Peristiwa • 6 months ago
Kapolda Sulawesi Tenagah Irjen Agus Nugroho menyebut pemerkosaan anak di Parigi Moutong (Parimo) oleh 11 tersangka, tidak termasuk tindak pidana pemerkosaan. Pernyataan ini menuai kontroversi dari banyak pihak. Pernyataan ini menuai kontroversi dari banyak pihak. Polda Sulteng kini didesak untuk menggunakan unsur pidana lain di antaranya, UU Tindak Pidana Kekerasan Seksual dalam menangani kasus ini, selain UU Perlindungan Anak.
"Dalam perkara ini tidak ada unsur kekerasan, ancaman, ataupun ancaman kekerasan termasuk juga pengancaman terhadap korban," kata Irjen Agus dalam konferensi pers Kamis, 31 Mei 2023.
Agus Nugroho memilih persetubuhan anak di bawah umur, dibanding pemerkosaan pada kasus pemerkosaan anak 15 tahun di Parigi Moutong Agus beralasan tidak ada unsur kekerasan maupun ancaman dalam kasus tersebut.
"Dalam kaitan dengan dilakukan secara bersama-sama, dari hasil pemeriksaan pun sudah jelas dan tegas, bahwa tindak pidana ini dilakukan, berdiri sendiri-sendiri, tidak dilakukan secara bersama-sama,"tambahnya.
Pernyataan ini disorot berbagai pihak, salah satunya pakar hukum pidana yang sekaligus mantan hakim Asep Iriawan menyebut, pernyataan tersebut ngawur.
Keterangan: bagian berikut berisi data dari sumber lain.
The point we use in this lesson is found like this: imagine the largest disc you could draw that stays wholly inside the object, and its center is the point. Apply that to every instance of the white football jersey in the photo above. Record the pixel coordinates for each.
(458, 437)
Asep menyebut, tindakan pidana yang dilakukan oleh 11 tersangka jelas-jelas memenuhi syarat tindakan pemerkosaan, karena dilakukan secara bersama-sama dan berlanjut.
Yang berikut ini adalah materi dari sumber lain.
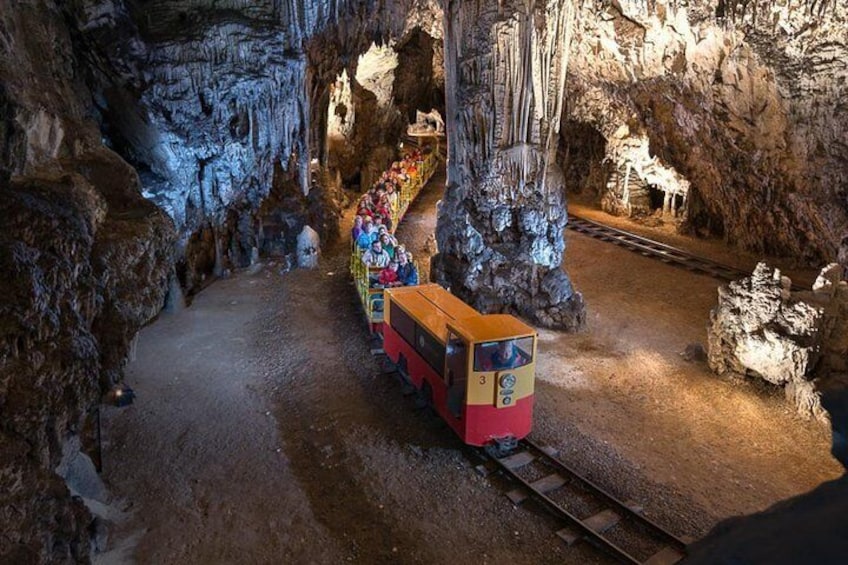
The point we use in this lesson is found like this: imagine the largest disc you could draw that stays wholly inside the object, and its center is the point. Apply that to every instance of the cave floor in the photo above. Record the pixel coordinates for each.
(264, 431)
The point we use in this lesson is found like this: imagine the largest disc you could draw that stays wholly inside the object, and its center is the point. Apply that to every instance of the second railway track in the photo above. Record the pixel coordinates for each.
(665, 253)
"Perbuatan ini kan perbuatan bersama-sama, malah berlanjut. Perkosaan itu karena ancaman kekerasan pasalnya di KUHP 285. Tidak ada persetubuhan, kalau persetubuhan beda. Masa anak bersetubuh dengan orang dewasa, ngaco itu ngawur," jelas Asep.
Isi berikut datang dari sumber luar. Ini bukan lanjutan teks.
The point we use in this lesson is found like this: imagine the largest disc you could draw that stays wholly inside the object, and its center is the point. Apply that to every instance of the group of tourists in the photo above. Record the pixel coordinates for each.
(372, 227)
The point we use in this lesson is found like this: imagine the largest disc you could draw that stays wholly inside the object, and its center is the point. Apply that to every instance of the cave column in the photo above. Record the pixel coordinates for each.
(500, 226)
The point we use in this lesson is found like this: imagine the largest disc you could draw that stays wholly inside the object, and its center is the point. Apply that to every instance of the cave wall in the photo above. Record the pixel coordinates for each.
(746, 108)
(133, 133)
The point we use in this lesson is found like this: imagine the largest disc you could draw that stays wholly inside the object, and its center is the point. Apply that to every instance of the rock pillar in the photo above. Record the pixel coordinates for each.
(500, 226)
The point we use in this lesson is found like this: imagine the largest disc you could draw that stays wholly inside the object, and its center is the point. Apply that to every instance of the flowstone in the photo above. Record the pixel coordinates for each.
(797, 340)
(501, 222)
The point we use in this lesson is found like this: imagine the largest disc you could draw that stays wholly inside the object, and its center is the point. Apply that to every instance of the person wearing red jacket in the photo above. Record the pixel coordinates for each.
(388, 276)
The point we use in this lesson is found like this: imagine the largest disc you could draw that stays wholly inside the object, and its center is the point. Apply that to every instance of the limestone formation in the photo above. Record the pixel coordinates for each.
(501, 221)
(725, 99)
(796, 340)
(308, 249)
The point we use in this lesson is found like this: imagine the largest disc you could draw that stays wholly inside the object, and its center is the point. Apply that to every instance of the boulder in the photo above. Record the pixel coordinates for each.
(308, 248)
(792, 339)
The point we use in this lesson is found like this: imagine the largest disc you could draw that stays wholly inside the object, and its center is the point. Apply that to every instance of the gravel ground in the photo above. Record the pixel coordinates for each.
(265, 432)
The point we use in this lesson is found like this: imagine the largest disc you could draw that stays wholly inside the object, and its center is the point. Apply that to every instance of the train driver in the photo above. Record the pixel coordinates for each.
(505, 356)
Selain itu, tercatat adanya penggunaan narkoba jenis sabu yang diduga menjadi komoditas barter antara pelaku dengan korban, diduga digunakan untuk mencekoki korban. Hal ini diperkuat dengan kondisi korban yang mengalami infeksi di organ rahim, yang membuat rahimnya terancam diangkat.
Di sisi lain, psikologi ahli forensik Reza Indragiri menyayangkan definisi perkosaan terhadap anak tidak tercantum dalam UU Perlindungan Anak yang kini digunakan kepolisian untuk menangani kasus ini.
"Perkosaan tidak tercantum dalam Undang-Undang Perlindungan Anak. Padahal, ketika kita menangani kasus anak, maka sudah tentu kita harus menggunakan hukum yang khusus untuk itu, yaitu Undang-Undang Perlindungan Anak," kata Reza.
"Definisi perkosaan malah tersedia di KUHP. Bahwa persebutuhan yang diserta dengan kekerasan mau pun ancaman kekerasan,"tambahnya.
Dalam UU Perlindungan Anak Pasal 76D tertulis, "Setiap orang dilarang melakukan, kekerasan atau ancaman memaksa anak melakukan persetubuhan dengannya atau dengan orang lain" dengan pidana penjara maksimal 15 tahun dan denda paling banyak Rp5 miliar.
Dalam KUHP Pasal 285, perkosaan harus memenuhi unsur kekerasan atau ancaman kekerasan dengan pidana penjara hanya 12 tahun.
Sementara, dalam UU Tindak Pidana Kekerasan Seksual, persetubuhan dengan anak termasuk dalam kekerasan seksual yang bila dilakukan dengan tipu muslihat diancam pidana penjara paling lama 15 tahun dan denda Rp1 milyar.